1. Introduction & Objective

1.1 Introduction to Deepfakes and Detection

Deepfakes are videos of a human subject where the person’s facial features are altered or swapped with another person’s face in order to “change” a person’s identity. One common application is videos where a person’s face is exchanged for another such that it seems as though another person is speaking (also known as identity manipulation)[4]. The technology has been developed and improved to the point where deepfaked videos and images may be completely indistinguishable from their real counterparts. They are developed using GANs highly sophisticated minimax methods [3]. This technology is highly deceptive and may pose as a severe security, so researchers are working on deepfake detection: a method to determine whether a given sample is or is not a deepfake. In essence, deep learning has paved the way for deepfakes, but along the same vein, measures need to be created to to ensure that the technology can be limited.

1.2 Objective

In this study, we will be using MesoNet (see next section for more detailed information about the model) to improve deepfake detection holistically. The quality of the data used to both train and test deep learning models is vital to their ability to perform in real world scenarios where deepfake detection is crucial to security and integrity.
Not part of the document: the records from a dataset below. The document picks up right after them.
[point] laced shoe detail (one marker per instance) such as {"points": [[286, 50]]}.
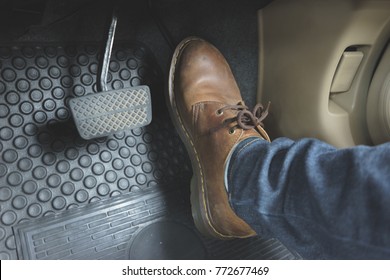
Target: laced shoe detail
{"points": [[245, 118]]}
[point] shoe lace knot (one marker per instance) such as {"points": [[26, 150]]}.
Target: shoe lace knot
{"points": [[247, 119]]}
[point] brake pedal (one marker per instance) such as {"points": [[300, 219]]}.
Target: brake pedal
{"points": [[102, 114], [108, 112]]}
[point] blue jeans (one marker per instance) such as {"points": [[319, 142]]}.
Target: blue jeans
{"points": [[322, 202]]}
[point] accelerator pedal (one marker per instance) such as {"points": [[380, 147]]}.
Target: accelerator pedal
{"points": [[105, 113]]}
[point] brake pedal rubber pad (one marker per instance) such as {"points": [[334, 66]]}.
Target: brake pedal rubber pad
{"points": [[105, 113]]}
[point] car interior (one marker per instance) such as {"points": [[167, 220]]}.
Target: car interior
{"points": [[91, 166]]}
One primary objective of this study is to explore existing deepfake datasets and other image datasets based on their effectiveness in use with MesoNet. This is done by training and testing MesoNet on datasets and evaluating its performance using statistics. Model performance will be compared across different datasets.
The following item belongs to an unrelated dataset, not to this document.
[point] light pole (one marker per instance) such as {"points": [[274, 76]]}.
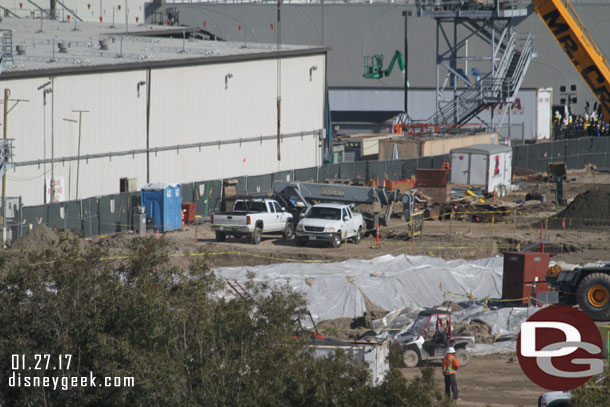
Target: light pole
{"points": [[80, 125], [45, 91]]}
Another primary objective is to then take the datasets that caused MesoNet to perform well and perform statistical analyses on these datasets to find commonalities or shared characteristics between them. The goal is to uncover whether there are certain traits that may be correlated to better performance with the MesoNet model. Characteristics such as color distribution, contrast, brightness, and entropy are to be used to make these observations. In this way, developers of deepfake detection models in the future may be informed of factors to be watchful of when using datasets to develop their own models.

SampleDeepfake

Fig 1. Sample deepfake original (left) and deepfake (right) [1].

2. About MesoNet and Model Design

2.1 How Deepfakes are Created

Deepfakes are generated using auto-encoders, where data is compressed using a shared encoder to reduce computational complexity. To restore the original data, the compressed data is passed through a decoder. In order to create a deepfake, an image is restored according to the decoding of the compressed version of another image [1].


DeepfakeGeneration

Fig 2. Deepfake Generation Using Encoders and Decoders [1].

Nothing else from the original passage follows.